Engie va perdre le réseau de chaleur urbain
Un tournant majeur pour Engie. L’énergéticien français a perdu la délégation de service public du réseau de chaleur de la capitale, au terme d’un appel d’offres lancé par la Ville de Paris. D’une valeur estimée à 15 milliards d’euros sur 25 ans, ce contrat stratégique bascule entre les mains de Dalkia, qui promet de transformer le système parisien en vitrine européenne de la transition énergétique. Le réseau de chaleur parisien constitue l’un des plus importants d’Europe. Long de 530 kilomètres, il dessert l’équivalent de 450 000 logements, alimentant bâtiments publics, hôpitaux et habitations privées. Depuis 1927, sa gestion était confiée à la CPCU, filiale d’Engie, via un contrat de délégation renouvelé à plusieurs reprises. Cette stabilité semblait acquise jusqu’à l’appel d’offres lancé par la Ville de Paris pour la période 2025–2045.

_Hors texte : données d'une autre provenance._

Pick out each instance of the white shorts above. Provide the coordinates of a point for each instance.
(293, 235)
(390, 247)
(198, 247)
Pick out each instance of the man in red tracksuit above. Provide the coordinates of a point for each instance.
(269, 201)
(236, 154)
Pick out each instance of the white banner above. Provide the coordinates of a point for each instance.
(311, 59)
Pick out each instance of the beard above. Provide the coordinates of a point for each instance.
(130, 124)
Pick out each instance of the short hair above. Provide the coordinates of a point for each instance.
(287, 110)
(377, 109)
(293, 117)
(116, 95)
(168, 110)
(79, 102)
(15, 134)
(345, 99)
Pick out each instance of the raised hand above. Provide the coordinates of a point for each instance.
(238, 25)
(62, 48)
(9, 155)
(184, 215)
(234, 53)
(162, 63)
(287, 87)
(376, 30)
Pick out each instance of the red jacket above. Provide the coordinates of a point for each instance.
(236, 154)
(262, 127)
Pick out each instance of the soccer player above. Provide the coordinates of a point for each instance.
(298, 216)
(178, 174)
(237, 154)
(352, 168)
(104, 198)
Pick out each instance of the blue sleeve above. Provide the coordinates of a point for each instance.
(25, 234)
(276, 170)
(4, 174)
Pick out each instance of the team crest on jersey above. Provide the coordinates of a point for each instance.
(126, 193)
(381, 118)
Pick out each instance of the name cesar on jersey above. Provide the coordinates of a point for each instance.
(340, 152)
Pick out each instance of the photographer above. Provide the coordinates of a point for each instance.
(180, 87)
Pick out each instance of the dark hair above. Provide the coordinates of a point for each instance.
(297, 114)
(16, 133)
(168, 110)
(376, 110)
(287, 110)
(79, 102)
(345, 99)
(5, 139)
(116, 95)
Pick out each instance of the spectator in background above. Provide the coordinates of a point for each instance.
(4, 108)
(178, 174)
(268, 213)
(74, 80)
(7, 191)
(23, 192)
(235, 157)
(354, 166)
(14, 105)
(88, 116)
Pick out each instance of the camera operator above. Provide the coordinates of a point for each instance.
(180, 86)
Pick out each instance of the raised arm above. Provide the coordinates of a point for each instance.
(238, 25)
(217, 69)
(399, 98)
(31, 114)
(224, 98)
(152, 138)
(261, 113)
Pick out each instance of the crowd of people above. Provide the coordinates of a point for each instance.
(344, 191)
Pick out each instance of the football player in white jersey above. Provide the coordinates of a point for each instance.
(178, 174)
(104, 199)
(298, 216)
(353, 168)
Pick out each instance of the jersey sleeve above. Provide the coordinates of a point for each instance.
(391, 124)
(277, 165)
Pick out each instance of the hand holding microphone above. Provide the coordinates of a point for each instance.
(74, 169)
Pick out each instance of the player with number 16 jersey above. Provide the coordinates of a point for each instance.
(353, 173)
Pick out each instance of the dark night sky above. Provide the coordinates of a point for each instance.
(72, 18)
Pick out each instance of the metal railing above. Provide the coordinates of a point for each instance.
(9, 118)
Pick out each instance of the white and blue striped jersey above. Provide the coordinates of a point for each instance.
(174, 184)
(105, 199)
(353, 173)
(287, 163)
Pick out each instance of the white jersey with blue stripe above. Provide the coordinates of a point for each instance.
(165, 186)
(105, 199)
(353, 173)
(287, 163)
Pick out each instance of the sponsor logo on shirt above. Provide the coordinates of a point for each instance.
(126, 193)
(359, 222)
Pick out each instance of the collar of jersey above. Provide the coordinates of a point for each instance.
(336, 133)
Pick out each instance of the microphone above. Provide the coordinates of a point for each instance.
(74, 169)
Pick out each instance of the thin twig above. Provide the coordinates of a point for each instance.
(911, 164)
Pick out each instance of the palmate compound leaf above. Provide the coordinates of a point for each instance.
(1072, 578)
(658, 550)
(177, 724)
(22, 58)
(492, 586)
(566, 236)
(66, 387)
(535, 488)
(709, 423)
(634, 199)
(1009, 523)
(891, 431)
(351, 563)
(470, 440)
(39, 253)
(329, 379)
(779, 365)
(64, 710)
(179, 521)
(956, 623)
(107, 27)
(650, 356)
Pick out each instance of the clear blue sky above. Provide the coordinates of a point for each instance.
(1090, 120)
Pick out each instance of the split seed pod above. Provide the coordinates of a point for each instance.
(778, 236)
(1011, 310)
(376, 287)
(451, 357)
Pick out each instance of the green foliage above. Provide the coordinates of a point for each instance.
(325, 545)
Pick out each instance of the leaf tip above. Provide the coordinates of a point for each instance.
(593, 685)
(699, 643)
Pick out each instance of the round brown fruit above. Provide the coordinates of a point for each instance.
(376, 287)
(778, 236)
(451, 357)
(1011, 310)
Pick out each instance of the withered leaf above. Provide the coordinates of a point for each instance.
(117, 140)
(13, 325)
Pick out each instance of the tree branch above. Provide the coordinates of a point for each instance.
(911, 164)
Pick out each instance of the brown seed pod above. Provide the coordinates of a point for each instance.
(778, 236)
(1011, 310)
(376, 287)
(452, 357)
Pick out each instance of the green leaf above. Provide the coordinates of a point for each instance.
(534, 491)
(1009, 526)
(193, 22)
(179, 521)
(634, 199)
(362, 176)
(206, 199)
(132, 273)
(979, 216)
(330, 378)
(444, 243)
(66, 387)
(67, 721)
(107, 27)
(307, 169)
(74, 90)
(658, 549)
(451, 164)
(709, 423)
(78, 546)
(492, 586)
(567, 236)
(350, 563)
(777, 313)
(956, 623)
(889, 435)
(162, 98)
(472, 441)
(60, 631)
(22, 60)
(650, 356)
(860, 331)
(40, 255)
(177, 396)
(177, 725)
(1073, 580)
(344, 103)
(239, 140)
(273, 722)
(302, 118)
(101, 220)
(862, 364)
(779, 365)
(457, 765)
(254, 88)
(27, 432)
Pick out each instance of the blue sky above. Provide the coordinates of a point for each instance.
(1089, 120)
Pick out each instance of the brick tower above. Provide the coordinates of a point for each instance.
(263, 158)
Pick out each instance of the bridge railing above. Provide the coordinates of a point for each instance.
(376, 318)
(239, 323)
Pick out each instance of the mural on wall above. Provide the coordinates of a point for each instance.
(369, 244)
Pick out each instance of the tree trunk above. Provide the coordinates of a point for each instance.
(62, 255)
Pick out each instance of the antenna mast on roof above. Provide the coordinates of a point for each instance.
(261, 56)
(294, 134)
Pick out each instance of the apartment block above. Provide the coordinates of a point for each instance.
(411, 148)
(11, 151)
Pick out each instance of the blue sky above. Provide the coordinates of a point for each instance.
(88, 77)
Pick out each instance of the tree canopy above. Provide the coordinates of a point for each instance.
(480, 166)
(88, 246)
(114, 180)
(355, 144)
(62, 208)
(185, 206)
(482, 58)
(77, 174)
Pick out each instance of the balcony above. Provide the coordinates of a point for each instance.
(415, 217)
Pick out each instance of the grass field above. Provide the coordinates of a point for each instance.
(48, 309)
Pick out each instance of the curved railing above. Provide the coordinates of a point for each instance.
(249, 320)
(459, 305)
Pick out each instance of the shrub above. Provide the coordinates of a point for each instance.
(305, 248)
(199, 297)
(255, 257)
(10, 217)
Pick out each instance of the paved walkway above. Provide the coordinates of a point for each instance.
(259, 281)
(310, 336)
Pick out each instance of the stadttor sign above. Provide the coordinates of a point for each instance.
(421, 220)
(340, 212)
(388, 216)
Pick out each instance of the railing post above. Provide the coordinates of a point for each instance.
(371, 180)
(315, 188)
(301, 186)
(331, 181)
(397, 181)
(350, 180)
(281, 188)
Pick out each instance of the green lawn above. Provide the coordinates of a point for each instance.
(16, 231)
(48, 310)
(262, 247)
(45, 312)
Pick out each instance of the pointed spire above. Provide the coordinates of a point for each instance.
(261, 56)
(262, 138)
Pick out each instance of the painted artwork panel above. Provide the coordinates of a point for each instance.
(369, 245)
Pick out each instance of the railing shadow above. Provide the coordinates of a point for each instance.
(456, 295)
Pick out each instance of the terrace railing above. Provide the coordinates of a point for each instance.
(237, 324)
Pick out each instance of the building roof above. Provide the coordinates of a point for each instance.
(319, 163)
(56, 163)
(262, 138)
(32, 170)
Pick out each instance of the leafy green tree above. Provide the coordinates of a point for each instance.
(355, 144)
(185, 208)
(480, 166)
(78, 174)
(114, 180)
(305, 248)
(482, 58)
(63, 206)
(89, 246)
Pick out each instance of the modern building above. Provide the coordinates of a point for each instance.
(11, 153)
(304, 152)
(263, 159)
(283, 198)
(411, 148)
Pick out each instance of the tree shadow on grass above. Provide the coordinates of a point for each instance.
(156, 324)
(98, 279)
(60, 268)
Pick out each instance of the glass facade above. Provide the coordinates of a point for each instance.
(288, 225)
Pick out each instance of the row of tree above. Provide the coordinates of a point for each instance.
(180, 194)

À l’issue d’une procédure qualifiée de « rigoureuse » par l’exécutif municipal, le Conseil de Paris a validé l’attribution du contrat à Dalkia, le 25 novembre 2025. Ce choix s’inscrit, selon la maire Anne Hidalgo, dans une stratégie « de rupture écologique et d’efficacité énergétique ». Pour Engie, la décision a l’effet d’un séisme. Le groupe, qui détenait l’un des plus anciens contrats de délégation de service public de France, perd non seulement une vitrine technique mais aussi un levier financier majeur. Engie a immédiatement annoncé envisager un recours gracieux, dénonçant une « décision injustifiée ».
Dalkia promet un réseau plus vert et des tarifs en baisse
La proposition de Dalkia a séduit les élus parisiens par son ambition environnementale. La filiale d’EDF prévoit d’importants investissements, visant une réduction drastique des émissions de CO₂ du réseau. L’entreprise souhaite multiplier les sources d’énergie renouvelable et de récupération : biomasse, géothermie profonde, chaleur fatale issue des incinérateurs ou des data centers. Selon le projet présenté, la part d’énergie renouvelable et de récupération atteindra 85 % en 2040, contre environ 60 % aujourd’hui. Un objectif que la Ville de Paris considère aligné avec sa stratégie de neutralité carbone à l’horizon 2050. De plus, Dalkia promet une baisse de 20 % du prix de la chaleur pour les abonnés, un argument décisif dans un contexte de tension énergétique et sociale.
Engie a du mal à encaisser le coup. Le groupe souligne que la CPCU avait déjà engagé d’importants travaux pour verdir le réseau, avec une part d’énergie décarbonée atteignant près de 60 % en 2024. Engie rappelle également que la société exploitait le réseau « sans incident majeur » depuis des décennies, garantissant sécurité et continuité de service pour des centaines de milliers de Parisiens.
Mais au-delà de la perte du contrat, c’est l’image d’Engie qui se joue. Dans un secteur en pleine mutation, marqué par la course à la décarbonation, voir un actif historique basculer chez un concurrent direct constitue un revers stratégique. Attention, la décision doit désormais être validée par le Conseil de Paris. Les élus parisiens doivent voter sur le dossier à la mi-décembre 2025.